The principle and framework of the first knowledge of HDFs

Source: Internet
Author: User
Tags hdfs dfs hadoop fs

Catalogue
    1. What is HDFs?
    2. Advantages and disadvantages of HDFs
    3. The framework of HDFs
    4. HDFs Read and write process
    5. HDFs command
    6. HDFs parameters
1. What is HDFs

The HDFS (Hadoop Distributed File System) is the core subproject of a Hadoop project, first It is a file system for storing files, locating file locations through a directory tree, and secondly, it is distributed , Many servers are federated to implement their functions, and the servers in the cluster have their own roles.

Advantages and disadvantages of 2.HDFS

The choice of HDFs to store data has the following advantages:

No Advantage Describe
1 High level of fault tolerance
  • Data automatically saves multiple copies. It improves fault tolerance by increasing the form of replicas.
  • Once a copy is lost, it can be recovered automatically, which is implemented by the HDFS internal mechanism, which we do not have to care about.
2 Suitable for batch processing
  • It is calculated by moving the data rather than moving it.
  • It exposes the data location to the computing framework.
3 Suitable for large data processing
  • Process data up to GB, TB, or even petabytes of data.
  • The number of documents capable of processing millions or more is quite large.
  • Ability to handle the size of 10K nodes.
4 Streaming file access
  • Write once, read multiple times. Once the file is written, it cannot be modified, only appended.
  • It guarantees the consistency of the data.
5 Can be built on a cheap machine
  • It improves reliability through a multi-copy mechanism.
  • It provides a fault tolerance and recovery mechanism. For example, if one copy is lost, it can be recovered by other copies.

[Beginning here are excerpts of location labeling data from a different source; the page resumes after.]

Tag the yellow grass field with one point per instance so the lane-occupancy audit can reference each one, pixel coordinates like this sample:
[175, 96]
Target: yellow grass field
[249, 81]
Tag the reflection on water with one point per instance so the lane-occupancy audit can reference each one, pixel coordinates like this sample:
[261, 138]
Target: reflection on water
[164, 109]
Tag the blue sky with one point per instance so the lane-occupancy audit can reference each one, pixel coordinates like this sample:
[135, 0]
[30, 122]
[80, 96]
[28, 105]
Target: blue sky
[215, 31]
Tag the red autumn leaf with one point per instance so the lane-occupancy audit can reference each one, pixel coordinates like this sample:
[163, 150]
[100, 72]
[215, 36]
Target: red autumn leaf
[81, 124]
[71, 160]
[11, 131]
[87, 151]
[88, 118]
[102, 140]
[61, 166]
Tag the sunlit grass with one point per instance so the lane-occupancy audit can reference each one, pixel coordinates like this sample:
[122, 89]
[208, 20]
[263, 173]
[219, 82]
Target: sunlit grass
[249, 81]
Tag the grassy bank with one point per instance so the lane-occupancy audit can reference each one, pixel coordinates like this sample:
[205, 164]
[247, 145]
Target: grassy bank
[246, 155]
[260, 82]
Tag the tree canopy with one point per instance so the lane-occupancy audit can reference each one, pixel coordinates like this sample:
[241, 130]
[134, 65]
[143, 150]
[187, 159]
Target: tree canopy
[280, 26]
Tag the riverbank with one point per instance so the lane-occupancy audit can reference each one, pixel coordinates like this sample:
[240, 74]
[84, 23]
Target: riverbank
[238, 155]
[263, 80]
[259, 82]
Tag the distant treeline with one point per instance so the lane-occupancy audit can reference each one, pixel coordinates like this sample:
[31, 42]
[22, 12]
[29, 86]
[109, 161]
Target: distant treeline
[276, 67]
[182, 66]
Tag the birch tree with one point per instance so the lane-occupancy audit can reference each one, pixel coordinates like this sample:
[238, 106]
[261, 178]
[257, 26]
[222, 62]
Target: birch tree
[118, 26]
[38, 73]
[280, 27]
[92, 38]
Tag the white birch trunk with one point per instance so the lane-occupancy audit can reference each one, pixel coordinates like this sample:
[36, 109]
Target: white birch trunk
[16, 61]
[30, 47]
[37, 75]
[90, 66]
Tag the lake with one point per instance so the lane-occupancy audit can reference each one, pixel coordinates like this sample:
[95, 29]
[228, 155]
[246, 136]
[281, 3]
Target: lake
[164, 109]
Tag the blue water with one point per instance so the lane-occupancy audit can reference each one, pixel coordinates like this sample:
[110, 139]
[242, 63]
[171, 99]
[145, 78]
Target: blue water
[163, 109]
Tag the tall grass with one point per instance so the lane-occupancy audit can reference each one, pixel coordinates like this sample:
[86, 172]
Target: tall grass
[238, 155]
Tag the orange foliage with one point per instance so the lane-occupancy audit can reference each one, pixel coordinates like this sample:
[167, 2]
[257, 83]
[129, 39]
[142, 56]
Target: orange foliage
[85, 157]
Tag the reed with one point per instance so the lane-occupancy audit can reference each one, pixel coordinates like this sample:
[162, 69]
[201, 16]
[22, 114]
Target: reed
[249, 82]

HDFs also has a scenario that is not suitable:

No Disadvantages Describe
1 Low Latency Data access
  • such as milliseconds to store data, this is not possible, it does not.
  • It is suitable for high throughput scenarios where a large amount of data is written at a given time. But it does not work in low-latency situations, such as reading data within milliseconds, so it is difficult to do so.
2 Small file storage
  • Storing a large number of small files (the small file here refers to a file that is smaller than the block size of the HDFS system (default 64M)), it consumes namenode large amounts of memory to store files, directories, and block information. This is undesirable because the memory of Namenode is always limited.
  • The seek time for small file storage exceeds the read time, and it violates the design goal of HDFs.
3 Concurrent write, File random modification
  • A file can have only one write, and multiple threads are not allowed to write at the same time.
  • Only data append (append) is supported and random modification of files is not supported.
3. HDFS Frame Structure

HDFs uses a master/slave architecture to store data, which consists of four parts, the HDFs Client, NameNode, Datanode, and secondary NameNode, respectively. Here we introduce the four components separately.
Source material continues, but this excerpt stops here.